“The worst is missing them, you know? And knowing they won’t be back again. Just knowing that. Sometimes you forget and it’s as though they’re on vacation or something and you think, gee, I wish they’d call. You miss them. You forget they’re really gone. You forget the past six months even happened. Isn’t that weird? Isn’t that crazy? Then you catch yourself… and it’s real again.”
~ from The Girl Next Door by Jack Ketchum
I’m sad to say I never really knew Jack Ketchum except in the sense that I was an avid reader of his work. In the days since his recent passing, I’ve heard a lot of my fellow horror writers who did know him share fond memories using his real name, Dallas Mayr, but I don’t feel I’ve earned the right to talk about him like that. For better or worse, he’ll always be Jack Ketchum to me.
When I was a freshman in high school, I read my first Ketchum book. It came in the mail, a random selection from the Leisure Horror Book Club, of which I was a member. The book’s title? The Girl Next Door. I had no idea what I was in for.
Inspired by the true-life murder of 16-year-old Sylvia Likens, The Girl Next Door is a heartbreaking, stomach-churning, limit-testing story of pitiless monstrosity hiding not beyond any veil of the supernatural, but in the hearts and minds of everyday people who are all too willing to act on their darkest impulses when given permission. Far from an exploitation of the Likens case, Ketchum’s fictional remix is more an exploration of the tragedy’s most damning philosophical and psychological implications. As Alan Moore once famously wrote, great artists uses lies to tell the truth. Sure enough, Ketchum was indeed a great artist.
To date, I still consider The Girl Next Door to be one of the best horror novels I’ve ever read. I’m not going to lie, the first time I got through it I cried. See, one of the things that made Ketchum so special as a writer was not just the way he directed your eyes towards the harshest real-world atrocities imaginable, all while daring you not to blink, but the way he was able to do so without sacrificing genuine emotion to one-dimensional shock or sadism. The point of Ketchum’s horror was not merely to dwell on human cruelty, but to cut through to the sorrow beneath it. For Ketchum, no character was merely a disposable victim; they were all living, breathing, suffering people. Violence was not something to revel in; it was something to fear and loathe, an expression of one broken soul’s own trauma, which only served to spread that trauma to others.

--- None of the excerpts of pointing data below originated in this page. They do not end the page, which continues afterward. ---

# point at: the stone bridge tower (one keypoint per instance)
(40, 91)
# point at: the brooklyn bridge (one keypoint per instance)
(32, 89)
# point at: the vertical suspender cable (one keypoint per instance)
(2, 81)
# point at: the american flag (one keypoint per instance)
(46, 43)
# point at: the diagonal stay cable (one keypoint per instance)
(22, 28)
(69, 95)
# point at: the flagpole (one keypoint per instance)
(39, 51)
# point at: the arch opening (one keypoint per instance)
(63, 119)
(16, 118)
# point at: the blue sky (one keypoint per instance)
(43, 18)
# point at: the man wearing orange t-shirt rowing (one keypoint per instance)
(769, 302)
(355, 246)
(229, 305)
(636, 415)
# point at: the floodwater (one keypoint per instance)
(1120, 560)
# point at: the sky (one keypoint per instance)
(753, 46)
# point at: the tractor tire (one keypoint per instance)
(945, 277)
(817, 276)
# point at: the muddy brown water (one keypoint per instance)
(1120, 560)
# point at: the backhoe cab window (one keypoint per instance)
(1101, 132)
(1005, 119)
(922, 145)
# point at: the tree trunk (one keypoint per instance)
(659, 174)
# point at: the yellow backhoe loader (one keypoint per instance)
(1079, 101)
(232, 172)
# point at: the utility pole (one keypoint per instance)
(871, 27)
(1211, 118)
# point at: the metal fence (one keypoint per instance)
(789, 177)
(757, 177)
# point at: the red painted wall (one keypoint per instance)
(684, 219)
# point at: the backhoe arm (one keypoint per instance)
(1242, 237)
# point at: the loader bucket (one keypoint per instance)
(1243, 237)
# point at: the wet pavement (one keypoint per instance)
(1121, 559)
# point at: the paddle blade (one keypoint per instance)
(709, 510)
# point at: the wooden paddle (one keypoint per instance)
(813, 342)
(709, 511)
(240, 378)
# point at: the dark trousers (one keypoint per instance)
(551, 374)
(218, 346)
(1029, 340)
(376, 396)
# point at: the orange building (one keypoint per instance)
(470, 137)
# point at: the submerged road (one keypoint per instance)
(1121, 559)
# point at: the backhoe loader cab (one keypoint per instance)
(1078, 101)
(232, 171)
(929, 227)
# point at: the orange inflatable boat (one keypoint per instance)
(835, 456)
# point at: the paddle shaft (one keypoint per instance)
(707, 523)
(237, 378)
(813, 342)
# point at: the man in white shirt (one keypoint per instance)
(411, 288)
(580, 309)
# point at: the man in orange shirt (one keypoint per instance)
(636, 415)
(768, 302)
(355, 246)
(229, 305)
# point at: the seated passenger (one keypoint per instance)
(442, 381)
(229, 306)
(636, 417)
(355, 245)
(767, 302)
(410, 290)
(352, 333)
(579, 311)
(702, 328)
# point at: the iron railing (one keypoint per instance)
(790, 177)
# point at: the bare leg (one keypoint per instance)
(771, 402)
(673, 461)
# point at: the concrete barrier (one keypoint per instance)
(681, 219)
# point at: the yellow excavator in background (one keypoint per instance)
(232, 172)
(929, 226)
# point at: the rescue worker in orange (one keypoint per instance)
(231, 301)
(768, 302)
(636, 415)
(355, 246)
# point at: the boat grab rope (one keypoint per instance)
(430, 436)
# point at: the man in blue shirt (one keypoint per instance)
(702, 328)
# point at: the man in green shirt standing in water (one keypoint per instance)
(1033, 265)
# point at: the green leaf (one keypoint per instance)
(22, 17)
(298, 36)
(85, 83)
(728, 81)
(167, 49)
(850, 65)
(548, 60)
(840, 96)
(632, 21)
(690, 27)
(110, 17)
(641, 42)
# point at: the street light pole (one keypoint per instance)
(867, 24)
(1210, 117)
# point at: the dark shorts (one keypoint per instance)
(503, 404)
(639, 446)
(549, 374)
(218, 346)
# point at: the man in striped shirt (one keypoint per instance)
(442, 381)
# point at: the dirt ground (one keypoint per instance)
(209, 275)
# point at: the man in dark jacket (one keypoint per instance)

Jack Ketchum broke my heart with The Girl Next Door, and he did it again later with his novels The Lost, Red, and The Woman, and with his Bram Stoker Award-winning short story “The Box.” Again and again and again, Ketchum challenged me to face true horror and, in doing so, tasked me with not just being a better reader and writer, but being a better person. Ketchum didn’t just want his too-real terrors to scare us, he wanted them to hurt and anger us; he was encouraging us to do better, to not tolerate injustice, to always have empathy for those who have fallen victim to it.
That’s what the name Jack Ketchum means to me: A brilliant storyteller who didn’t just write entertaining stories, but powerful ones. His fiction was, as I interpret it, specifically designed to make the world a better place even if, to do that, he had to shine a light on just how awful it can so often be.
With all that he gave to me and to millions of readers the world over, it’s a great regret of mine that I never had a chance to to meet Jack Ketchum, to say “thank you” to him, and to maybe get to know Dallas Mayr a little, too.